Investors are on the forefront of financing the future of energy, and entrepreneurs want to know who has the money, noted a panel during the UNC Kenan-Flagler Global Innovations in Energy conference.
Paige Ouimet, assistant professor of finance, moderated the panel composed of David Kirkpatrick (MBA ‘91), managing partner of SJF Ventures; Ben Kallo (BSBA ’87), vice president of clean technology research for Robert W. Baird & Co.; Tony Boon (MBA ’83), managing director of Gulf Advisory & Execution (USA) Inc.; and Val Smith (MBA ’02), vice president of corporate sustainability for Citigroup.
Cleantech venture capital comes in two styles, Kirkpatrick said: today markets and tomorrow markets. Today markets have the advantages of being lower risk, capital efficient, geographically diverse and have current market ROI and viable niche markets. Drawbacks include lower exit multiples, less proprietary technology, smaller markets and low margins. Tomorrow markets have high margins and transformative technologies that attract media attention and are rapidly scalable, though they are higher risk, require more capital and face global competition.
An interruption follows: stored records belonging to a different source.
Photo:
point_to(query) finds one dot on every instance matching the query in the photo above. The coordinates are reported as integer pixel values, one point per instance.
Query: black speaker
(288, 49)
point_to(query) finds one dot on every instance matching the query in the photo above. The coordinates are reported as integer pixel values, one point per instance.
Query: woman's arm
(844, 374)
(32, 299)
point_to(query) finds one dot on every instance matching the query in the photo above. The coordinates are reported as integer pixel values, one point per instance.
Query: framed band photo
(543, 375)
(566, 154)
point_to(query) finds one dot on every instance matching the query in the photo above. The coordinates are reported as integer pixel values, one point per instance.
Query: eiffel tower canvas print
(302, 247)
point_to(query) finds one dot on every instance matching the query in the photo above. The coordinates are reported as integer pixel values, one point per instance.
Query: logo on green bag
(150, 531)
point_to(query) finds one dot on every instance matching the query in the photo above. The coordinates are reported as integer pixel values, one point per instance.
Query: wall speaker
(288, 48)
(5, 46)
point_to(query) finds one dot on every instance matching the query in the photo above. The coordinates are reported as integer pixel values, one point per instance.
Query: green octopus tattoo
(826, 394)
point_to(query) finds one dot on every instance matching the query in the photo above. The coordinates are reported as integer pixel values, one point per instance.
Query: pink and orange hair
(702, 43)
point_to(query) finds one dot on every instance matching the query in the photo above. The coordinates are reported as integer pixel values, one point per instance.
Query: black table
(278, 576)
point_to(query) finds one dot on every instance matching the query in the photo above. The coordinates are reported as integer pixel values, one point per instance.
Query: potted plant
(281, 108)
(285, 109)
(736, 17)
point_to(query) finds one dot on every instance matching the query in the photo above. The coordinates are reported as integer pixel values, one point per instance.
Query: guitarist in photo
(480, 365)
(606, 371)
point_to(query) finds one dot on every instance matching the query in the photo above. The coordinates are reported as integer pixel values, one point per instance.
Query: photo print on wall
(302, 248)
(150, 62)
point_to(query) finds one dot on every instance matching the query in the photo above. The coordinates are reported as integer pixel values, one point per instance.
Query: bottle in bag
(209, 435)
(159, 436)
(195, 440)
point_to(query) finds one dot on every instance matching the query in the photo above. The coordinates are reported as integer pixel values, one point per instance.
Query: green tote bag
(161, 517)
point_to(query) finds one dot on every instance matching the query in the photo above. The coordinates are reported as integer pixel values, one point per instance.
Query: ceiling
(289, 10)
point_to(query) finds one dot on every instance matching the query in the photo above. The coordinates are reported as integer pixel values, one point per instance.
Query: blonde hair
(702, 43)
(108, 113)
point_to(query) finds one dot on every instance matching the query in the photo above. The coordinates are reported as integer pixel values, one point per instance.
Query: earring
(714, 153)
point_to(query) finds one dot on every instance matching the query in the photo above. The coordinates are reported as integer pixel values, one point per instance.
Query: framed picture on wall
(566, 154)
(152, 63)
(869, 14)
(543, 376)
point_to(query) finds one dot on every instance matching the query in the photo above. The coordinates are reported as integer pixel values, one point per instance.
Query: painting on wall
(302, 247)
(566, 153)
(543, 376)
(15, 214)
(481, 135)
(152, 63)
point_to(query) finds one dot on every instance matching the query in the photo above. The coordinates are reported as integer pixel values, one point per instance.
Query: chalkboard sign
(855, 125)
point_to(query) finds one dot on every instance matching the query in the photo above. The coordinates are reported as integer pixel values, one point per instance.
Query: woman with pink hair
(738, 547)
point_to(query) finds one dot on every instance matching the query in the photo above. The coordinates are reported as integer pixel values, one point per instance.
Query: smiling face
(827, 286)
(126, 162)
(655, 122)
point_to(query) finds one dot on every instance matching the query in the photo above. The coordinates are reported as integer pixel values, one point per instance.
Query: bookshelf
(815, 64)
Breakthrough investments by the large funds in solar, smart grid, efficiency, transportation and biofuels have the potential to be transformative and lucrative, he said. “Solving societal problems is the driver for financial success.”
Abu Dhabi in the United Arab Emirates serves as an example. A major supplier of the world’s oil, Abu Dhabi has nonetheless set aside $22 billion to invest in renewable energy, said Boon, whose consulting business is based there. Through its Masdar Initiative, Abu Dhabi established sovereign wealth funds to diversify and created Masdar City, the world’s first carbon-neutral, zero-waste city. “The West said it wants to be independent from foreign oil,” Boon said, “and Abu Dhabi listened.”
But even small funds can play in the big cleantech industry, Kallo said, because mega-corporations see small companies as a way to grow their business. Public policy solutions can help overcome the hurdles to investing in clean energy, Smith said. Government incentives can play an important role in making alternative energy projects economically viable.
Kallo, though, was skeptical of stimulus funding that promised matching grants to utilities. Government funding might shore up startup technologies that should be cleaned out by the market, he noted.
Projecting to the future, Smith recommends incorporating carbon pricing in models. Right now, in legislation being considered by Congress, the price of carbon is collared from $10 to $30 per ton. She noted that many municipalities are looking at Property Assessed Clean Energy bonds that pay for energy efficiency projects over time.
As for investing in domestic vs. international clean energy, Europe is still investing in U.S. public companies, Kallo said, and “that points to our ingenuity.” However, Kirkpatrick noted that the U.S. lost its top seat in photovoltaics to China during the recession. “It’s a global supply chain,” Kirkpatrick said. “We have to find our expertise and value add.”